David John Simms (13 January 1933 – 24 June 2018) was an Indian-born Irish mathematician who was a Fellow Emeritus and former Associate Professor of Mathematics at Trinity College, Dublin. Born in Sankeshwar, Mysore (the state now known as Karnataka), India, he specialized in differential geometry and geometric quantisation. He was a member of the Royal Irish Academy from 1978 and was a member of the Editorial Board of the journal Mathematical Proceedings of the Royal Irish Academy.

==Academic career==
Simms completed his undergraduate degree in Mathematics in Trinity College Dublin, graduating in 1955. He was elected a Scholar of the College in 1952, when he was just in the first year of his degree, a notable achievement. He went on to do a Ph.D. in the University of Cambridge under W. V. D. Hodge. Simms lectured in Glasgow University before returning to Trinity. He served as head of the Department of Pure and Applied Mathematics from 1991 to 1998.
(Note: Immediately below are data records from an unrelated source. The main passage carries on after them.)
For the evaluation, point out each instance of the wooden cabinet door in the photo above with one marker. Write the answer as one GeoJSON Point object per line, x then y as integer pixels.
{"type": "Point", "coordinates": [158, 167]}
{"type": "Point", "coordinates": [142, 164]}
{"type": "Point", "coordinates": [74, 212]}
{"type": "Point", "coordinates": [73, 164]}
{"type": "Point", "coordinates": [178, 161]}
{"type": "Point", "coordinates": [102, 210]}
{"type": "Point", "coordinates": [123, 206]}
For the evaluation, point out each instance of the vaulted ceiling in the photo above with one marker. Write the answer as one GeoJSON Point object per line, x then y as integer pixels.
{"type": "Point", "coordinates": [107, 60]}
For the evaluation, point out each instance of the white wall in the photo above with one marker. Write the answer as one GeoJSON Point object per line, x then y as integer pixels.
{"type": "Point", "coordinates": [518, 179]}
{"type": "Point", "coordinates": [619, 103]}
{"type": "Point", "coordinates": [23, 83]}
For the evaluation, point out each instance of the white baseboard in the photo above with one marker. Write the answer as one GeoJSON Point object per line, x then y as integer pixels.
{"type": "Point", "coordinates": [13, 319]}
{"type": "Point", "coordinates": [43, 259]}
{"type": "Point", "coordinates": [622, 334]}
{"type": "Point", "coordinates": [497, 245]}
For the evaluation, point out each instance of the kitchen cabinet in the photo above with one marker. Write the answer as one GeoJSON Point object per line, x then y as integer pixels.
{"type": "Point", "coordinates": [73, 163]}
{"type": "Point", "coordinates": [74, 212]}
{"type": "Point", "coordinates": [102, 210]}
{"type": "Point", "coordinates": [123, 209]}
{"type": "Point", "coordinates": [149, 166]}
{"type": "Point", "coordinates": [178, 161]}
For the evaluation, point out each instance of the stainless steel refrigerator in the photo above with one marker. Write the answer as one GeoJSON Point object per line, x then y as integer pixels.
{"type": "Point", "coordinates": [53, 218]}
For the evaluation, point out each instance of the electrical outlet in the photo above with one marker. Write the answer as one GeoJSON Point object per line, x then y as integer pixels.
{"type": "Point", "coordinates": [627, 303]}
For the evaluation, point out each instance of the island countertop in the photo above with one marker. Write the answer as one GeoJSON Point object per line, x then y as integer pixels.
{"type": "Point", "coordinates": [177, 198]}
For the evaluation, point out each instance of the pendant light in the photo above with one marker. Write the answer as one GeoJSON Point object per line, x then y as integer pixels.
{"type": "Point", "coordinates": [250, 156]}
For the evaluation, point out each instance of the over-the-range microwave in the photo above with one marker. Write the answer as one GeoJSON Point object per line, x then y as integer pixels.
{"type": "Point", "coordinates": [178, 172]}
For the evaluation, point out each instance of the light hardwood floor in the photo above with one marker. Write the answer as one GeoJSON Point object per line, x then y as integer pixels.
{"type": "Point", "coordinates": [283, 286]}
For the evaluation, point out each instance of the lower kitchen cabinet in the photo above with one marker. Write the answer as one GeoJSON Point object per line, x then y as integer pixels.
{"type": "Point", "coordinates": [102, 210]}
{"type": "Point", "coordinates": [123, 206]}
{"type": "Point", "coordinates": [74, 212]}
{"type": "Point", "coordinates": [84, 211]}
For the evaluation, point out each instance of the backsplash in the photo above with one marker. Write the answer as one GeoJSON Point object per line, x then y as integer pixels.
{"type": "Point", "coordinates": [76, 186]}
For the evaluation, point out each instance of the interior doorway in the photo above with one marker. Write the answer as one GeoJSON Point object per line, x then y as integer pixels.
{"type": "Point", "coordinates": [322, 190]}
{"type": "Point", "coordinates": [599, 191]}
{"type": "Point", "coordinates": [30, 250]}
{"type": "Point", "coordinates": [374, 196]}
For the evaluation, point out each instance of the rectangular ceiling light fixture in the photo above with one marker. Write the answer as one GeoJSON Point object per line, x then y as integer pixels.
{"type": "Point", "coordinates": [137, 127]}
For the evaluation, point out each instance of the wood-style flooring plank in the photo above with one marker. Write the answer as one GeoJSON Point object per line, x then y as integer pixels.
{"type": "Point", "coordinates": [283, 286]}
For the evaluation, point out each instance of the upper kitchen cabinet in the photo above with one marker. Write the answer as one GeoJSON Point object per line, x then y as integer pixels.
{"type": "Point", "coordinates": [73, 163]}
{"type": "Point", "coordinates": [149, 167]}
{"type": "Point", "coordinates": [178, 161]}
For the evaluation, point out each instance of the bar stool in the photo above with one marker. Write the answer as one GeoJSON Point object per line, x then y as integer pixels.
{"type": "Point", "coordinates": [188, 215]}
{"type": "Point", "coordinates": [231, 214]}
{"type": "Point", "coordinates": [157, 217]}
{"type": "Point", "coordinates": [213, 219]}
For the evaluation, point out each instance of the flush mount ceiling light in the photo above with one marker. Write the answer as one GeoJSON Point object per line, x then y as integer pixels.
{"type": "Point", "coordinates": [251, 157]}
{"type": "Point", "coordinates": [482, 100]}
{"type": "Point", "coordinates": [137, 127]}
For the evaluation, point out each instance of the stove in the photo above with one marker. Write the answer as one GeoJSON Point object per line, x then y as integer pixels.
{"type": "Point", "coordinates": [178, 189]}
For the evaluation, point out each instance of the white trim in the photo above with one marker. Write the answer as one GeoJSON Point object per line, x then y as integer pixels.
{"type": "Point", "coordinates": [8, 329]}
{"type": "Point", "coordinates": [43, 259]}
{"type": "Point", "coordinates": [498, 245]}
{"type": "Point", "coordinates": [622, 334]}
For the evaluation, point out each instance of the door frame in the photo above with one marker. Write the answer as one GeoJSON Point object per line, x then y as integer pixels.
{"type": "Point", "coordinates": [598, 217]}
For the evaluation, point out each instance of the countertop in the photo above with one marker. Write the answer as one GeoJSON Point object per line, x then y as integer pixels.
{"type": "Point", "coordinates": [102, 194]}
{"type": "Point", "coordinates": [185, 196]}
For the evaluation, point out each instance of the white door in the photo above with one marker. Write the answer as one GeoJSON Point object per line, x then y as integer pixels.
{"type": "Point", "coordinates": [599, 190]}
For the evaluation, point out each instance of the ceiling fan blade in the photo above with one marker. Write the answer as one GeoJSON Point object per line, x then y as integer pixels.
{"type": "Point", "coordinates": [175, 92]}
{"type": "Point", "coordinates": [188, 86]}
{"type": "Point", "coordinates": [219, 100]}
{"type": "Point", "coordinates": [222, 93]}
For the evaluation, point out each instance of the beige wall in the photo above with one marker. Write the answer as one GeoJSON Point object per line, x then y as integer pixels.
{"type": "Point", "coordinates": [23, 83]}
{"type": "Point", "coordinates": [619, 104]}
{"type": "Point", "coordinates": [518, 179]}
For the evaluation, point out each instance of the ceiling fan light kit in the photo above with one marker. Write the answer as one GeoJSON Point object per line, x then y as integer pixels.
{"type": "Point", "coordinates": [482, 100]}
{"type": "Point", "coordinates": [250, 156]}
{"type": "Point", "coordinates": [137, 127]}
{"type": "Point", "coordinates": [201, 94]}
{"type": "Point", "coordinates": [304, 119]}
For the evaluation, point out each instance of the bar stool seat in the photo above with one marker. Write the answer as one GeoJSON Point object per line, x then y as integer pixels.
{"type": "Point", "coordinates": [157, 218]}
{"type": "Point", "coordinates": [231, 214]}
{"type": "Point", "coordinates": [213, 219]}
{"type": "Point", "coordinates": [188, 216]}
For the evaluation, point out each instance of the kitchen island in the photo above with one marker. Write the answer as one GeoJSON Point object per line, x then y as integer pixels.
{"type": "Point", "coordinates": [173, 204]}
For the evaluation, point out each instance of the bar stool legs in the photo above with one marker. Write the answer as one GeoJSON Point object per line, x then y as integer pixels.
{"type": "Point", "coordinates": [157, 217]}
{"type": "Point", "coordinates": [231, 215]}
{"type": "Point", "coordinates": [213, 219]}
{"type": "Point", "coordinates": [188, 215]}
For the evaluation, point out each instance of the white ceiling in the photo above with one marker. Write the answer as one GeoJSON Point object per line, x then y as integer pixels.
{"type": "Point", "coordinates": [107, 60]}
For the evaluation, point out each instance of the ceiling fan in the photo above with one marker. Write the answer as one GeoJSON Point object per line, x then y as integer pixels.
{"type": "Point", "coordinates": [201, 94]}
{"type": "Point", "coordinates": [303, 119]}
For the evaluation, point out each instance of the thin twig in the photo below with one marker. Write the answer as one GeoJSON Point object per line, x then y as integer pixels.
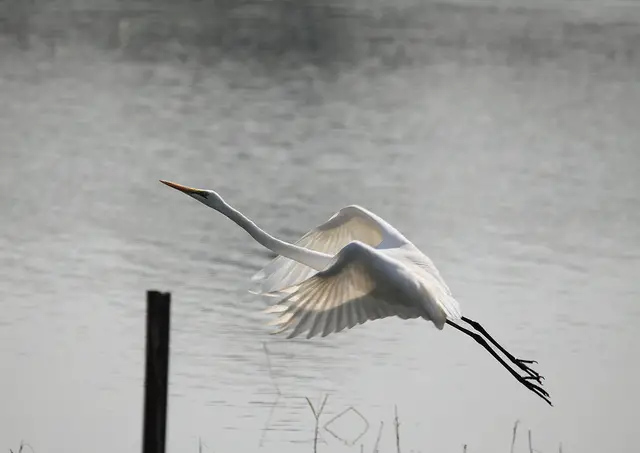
{"type": "Point", "coordinates": [316, 416]}
{"type": "Point", "coordinates": [513, 438]}
{"type": "Point", "coordinates": [375, 447]}
{"type": "Point", "coordinates": [397, 425]}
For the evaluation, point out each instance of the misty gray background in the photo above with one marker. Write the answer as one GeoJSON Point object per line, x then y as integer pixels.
{"type": "Point", "coordinates": [501, 137]}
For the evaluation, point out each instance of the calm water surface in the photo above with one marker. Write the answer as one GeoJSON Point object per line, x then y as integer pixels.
{"type": "Point", "coordinates": [510, 154]}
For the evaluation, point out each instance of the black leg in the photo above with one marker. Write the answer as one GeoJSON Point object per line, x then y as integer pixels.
{"type": "Point", "coordinates": [520, 363]}
{"type": "Point", "coordinates": [526, 381]}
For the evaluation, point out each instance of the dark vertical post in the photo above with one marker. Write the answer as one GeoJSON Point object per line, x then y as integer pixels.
{"type": "Point", "coordinates": [156, 373]}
Simms' research interests included differential geometry and geometric quantisation.

===Books and select publications===
- Lie Groups and Quantum Mechanics, Springer Lecture Notes in Mathematics Number 52, 1968
- Lectures on Geometric Quantization, (with N.M.J. Woodhouse) Springer Lecture Notes in Physics Number 53, 1976 professional papers.
- Geometric quantization of energy levels in the Kepler problem, D.J. Simms - Symposia Mathematica, 1974

David Simms was a member of the Royal Irish Academy since 1978. He was a member of the Editorial Board of the journal Mathematical Proceedings of the Royal Irish Academy.

==Personal life==
Simms was married to Anngret Erichson, a former associate professor and head of geography at University College Dublin. They had three sons, one of whom, Brendan Simms, is a professor of international relations at Cambridge University. As a child Simms survived 13 days at sea following the sinking of the SS City of Cairo in November 1942. He was also the nephew of Irish communist Brian Goold-Verschoyle. He was also the nephew of Archbishop George Otto Simms.

Simms died on 25 June 2018 in Dublin.